Naar deze toelichting leert, wilde de wet van 1908 geen onderscheid maken tussen de eigenlijke inbreng en de inbreng tegen overname van schuld. De bepalingen der wet van 1908 zijn van veel invloed geweest op die van de wet van 1917. Uit niets blijkt dat men op dit punt van beginsel heeft willen veranderen. Integendeel, art. 49 lid 1, zoals het in 1917 luidde, bepaalde dat, indien storting plaats heeft door inbreng van andere zaken dan geld, het recht (dit is dat van art. 46) verschuldigd is over de verkoopwaarde dier zaken na aftrek van de schulden of verplichtingen, welke door de vennootschap worden overgenomen. En naar het tweede lid van dat artikel voorschrijft, wordt, als in de inbreng onroerende zaken zijn begrepen, "het recht" geheven over niet minder dan de verkoopwaarde dier zaken. Kennelijk beschouwt de wet dus hier de zaken, welke overgaan tegen overneming van schuld, als ingebracht. Immers "het recht" - d.i. dat van art. 46 - moet worden geheven, en niet het overdrachtsrecht van art. 27, indien het vast goed betreft.

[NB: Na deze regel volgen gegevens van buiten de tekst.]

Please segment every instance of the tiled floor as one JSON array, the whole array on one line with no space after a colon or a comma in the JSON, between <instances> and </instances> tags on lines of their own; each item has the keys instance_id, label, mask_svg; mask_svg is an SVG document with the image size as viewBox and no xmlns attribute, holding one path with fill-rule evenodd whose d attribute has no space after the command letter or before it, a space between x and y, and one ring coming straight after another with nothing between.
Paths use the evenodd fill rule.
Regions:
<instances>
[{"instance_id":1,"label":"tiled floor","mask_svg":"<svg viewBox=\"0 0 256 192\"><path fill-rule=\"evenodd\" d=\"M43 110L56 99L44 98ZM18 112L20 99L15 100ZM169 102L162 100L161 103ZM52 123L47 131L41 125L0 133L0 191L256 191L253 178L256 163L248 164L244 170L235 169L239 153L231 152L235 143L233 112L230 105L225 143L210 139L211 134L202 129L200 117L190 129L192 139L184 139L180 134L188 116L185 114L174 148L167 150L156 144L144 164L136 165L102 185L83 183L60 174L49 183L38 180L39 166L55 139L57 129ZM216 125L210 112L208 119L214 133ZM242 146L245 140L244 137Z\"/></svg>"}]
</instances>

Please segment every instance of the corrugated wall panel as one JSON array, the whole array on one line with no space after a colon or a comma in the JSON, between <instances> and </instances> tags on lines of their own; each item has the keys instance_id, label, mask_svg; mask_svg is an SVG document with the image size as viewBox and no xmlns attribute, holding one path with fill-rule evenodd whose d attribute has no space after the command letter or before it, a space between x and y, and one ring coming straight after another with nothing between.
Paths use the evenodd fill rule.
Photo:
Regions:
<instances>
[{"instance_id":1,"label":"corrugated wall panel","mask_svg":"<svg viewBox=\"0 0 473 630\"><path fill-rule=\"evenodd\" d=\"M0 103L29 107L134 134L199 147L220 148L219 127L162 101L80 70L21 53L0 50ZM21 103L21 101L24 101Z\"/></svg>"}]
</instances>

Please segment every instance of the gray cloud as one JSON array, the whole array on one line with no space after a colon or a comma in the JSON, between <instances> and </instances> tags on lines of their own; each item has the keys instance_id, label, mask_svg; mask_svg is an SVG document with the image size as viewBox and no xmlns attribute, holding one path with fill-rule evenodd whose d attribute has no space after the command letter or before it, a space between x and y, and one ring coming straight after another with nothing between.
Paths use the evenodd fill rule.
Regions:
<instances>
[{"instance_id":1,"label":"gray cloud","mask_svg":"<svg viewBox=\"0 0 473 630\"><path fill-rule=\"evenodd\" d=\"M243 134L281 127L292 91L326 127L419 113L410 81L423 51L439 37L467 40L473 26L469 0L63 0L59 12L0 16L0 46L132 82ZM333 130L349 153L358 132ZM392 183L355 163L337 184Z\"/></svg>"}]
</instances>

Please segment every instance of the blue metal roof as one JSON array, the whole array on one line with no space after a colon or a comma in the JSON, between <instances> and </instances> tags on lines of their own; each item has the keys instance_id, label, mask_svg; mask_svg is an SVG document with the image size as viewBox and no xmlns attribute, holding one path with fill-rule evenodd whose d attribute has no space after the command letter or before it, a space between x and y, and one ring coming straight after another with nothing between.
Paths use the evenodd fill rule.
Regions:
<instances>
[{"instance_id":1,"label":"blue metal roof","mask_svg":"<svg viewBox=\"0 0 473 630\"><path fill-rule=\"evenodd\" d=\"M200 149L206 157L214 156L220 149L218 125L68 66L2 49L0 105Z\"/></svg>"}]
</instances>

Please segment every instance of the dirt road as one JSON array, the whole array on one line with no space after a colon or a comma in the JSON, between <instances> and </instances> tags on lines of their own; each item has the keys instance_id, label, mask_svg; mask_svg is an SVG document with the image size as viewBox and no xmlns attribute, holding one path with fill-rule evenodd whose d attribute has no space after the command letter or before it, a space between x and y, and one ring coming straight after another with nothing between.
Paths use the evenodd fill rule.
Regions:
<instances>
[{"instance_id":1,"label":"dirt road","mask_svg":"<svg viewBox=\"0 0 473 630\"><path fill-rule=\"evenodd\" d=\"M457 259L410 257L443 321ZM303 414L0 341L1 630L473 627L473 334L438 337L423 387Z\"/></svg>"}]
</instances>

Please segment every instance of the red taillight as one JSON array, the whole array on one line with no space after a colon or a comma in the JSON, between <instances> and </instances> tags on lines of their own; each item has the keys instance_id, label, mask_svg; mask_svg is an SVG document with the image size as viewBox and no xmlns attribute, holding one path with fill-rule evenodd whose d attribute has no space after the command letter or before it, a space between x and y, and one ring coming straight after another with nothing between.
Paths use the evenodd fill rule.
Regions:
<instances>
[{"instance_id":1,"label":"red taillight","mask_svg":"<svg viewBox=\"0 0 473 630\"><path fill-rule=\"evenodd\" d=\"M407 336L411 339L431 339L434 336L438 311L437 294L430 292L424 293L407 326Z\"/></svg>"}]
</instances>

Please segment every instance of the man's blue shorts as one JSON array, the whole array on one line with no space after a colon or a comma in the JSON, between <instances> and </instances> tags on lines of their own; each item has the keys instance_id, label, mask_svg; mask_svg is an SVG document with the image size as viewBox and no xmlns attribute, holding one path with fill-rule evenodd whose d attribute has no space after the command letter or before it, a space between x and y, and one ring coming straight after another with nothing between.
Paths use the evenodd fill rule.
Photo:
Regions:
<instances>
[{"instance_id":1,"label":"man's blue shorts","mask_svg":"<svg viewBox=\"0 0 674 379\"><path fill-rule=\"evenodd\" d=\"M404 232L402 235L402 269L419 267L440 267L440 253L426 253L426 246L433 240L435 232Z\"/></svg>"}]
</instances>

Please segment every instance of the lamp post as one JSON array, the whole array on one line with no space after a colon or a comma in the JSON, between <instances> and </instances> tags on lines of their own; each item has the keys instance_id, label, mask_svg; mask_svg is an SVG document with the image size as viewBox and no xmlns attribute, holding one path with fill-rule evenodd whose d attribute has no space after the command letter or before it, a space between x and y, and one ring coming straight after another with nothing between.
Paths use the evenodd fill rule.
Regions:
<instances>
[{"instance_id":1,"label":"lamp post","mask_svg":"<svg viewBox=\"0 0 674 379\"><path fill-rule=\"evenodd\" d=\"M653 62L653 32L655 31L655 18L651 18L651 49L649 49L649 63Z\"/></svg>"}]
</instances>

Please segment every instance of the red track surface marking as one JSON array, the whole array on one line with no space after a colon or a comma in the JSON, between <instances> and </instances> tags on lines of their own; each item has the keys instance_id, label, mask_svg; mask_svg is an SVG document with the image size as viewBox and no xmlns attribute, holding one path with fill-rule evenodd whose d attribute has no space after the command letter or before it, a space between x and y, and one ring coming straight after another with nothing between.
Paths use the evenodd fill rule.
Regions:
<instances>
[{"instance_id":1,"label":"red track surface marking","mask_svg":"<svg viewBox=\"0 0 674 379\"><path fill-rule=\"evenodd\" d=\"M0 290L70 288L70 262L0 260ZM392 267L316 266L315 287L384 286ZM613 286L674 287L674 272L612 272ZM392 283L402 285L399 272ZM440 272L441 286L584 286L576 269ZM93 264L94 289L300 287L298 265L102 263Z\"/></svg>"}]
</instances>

Ook de bepaling van art. 49 lid 2, welke gebiedt, voorzover een in haar geheel ingebrachte onderneming betreft, het recht te heffen over het saldo daarvan, al behoren er vaste goederen tot de baten, is in strijd met het karakter van het overdrachtsrecht.
Uit een en ander volgt, dat de wet in art. 49 geen onderscheidt maakt tussen eigenlijke inbreng en inbreng tegen overneming van verplichtingen. Beide noemt zij "inbreng" er bestaat geen aanleiding in art. 33, dat nauw met artt. 46 e.v. samenhangt, aan het woord "inbreng" een andere betekenis toe te kennen. Dus zal ook een "inbreng" van vast goed tegen overneming van schuld in een maatschap, waarvan het kapitaal niet in aandelen is verdeeld, niet met overdrachtsrecht moeten worden belast. En is het kapitaal wel in aandelen verdeeld, dan wordt wel evenredig recht geheven over de verkoopwaarde, maar dit is het kapitaalsrecht, niet het overdrachtsrecht; (...)."
5.10 Ittmann daarentegen meende dat oneigenlijke inbreng (tegen een schuldvordering) niet kon worden aangemerkt als een "inbreng" in de zin van art. 33 Registratiewet 1917:(16)
"Het zal voor de toepassing van artikel 33 van groot belang zijn, om vast te stellen, wat onder het begrip inbreng is te verstaan. Niet alles wat zich als zoodanig in oprichtingsakten aandient, kan eronder worden gerangschikt.
Door inbreng stelt men ter beschikking van de vennootschap of vereeniging kapitaal of arbeidskracht, ter bereiking van het doel, dat voor haar is gekozen. Men onderwerpt het aan het risico, dat aan het bestaan en de werking dier vennootschap of vereeniging zal verbonden zijn, het vertegenwoordigt het belang, dat men in haar krijgt en dient ter verkrijging van de winst of strekt ter dekking van het verlies door de vennootschap behaald of geleden.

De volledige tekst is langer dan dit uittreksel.